Treat inbound criticism — from customers, regulators, employees, or the public — as high-signal intelligence about failures, not as a threat to manage. Institutionalize the collection, routing, and organizational response to adverse feedback.
左传 昭公元年 (~541 BC) — 子产不毁乡校:
When officials in Zheng urged Prime Minister Zichan to destroy the village discussion schools (乡校) where citizens gathered to criticize government policies, Zichan refused:
何为?夫人朝夕退而游焉,以议执政之善否。其所善者,吾则行之;其所恶者,吾则改之。是吾师也,若之何毁之?我闻忠善以损怨,不闻作威以防怨。岂不遽止?然犹防川也:大决所犯,伤人必多,吾不克救也。不如小决使道,不如吾闻而药之也。
"The people go there morning and evening to discuss whether governance is good or bad. What they consider good, I practice. What they consider bad, I correct. These people are my teachers — why would I destroy their schools? I have heard of reducing resentment through good faith, not of preventing resentment through suppression. Suppression doesn't hold: when a great flood breaks through, many are hurt and cannot be saved. It is better to make small channels to guide the water — it is better that I hear their criticism and treat it as medicine."

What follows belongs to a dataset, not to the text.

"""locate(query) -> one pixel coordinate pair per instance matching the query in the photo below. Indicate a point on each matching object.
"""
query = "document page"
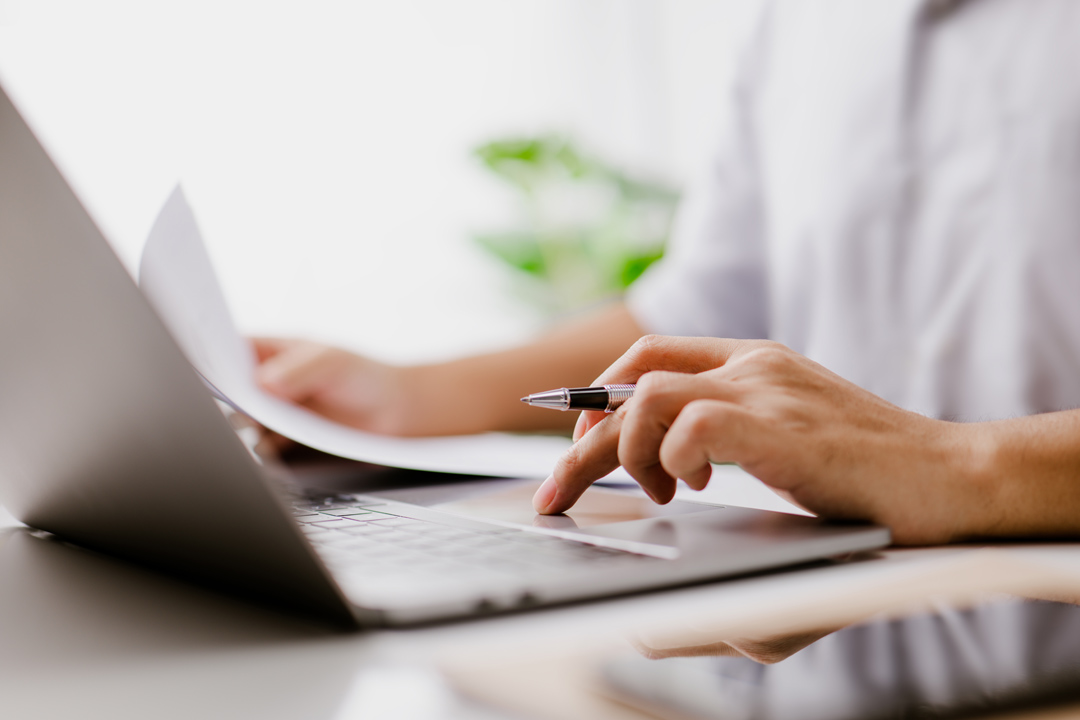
(178, 279)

Why best: The Confucian commentator Kongzi praised Zichan: "By this account, if anyone calls Zichan unkind, I would not believe it." The 左传's point: the official who hears public criticism as intelligence — as medicine — is a better governor than one who hears it as a threat. The organization that systematically suppresses criticism does not eliminate the underlying problems; it eliminates its ability to detect and correct them.
Amazon — "Working Backwards" and Customer Obsession: Jeff Bezos established customer complaint processing as a primary product roadmap mechanism. Amazon's practice of beginning product development with the press release and FAQ from the customer's perspective (working backwards), and of treating customer complaints as product requirements, is documented in Bryar & Carr "Working Backwards" (2021). Bezos famously forwarded customer complaint emails to responsible executives with a single "?" — creating a signal that complaints would be read and acted on at the highest levels. Amazon's systematic complaint-to-improvement loop is cited as a core competitive advantage in customer experience. Adopted as a methodology by thousands of product teams globally; "working backwards" is now standard vocabulary in product management.
Administrative Procedure Act (APA, 1946, US): The APA requires federal agencies to publish proposed rules and accept a mandatory public comment period before any rule takes effect (the "notice and comment" rulemaking process). The explicit legislative finding that motivated this requirement: government agencies making rules without systematic collection of criticism from affected parties produced worse rules, more legal challenges, and lower compliance rates than agencies that received and incorporated adverse feedback before finalizing rules. The APA's notice-and-comment framework has been in effect for 80 years and is the model for regulatory rulemaking in most democratic systems. The mechanism: criticism collected before finalization prevents failures that would otherwise require expensive reversal after implementation.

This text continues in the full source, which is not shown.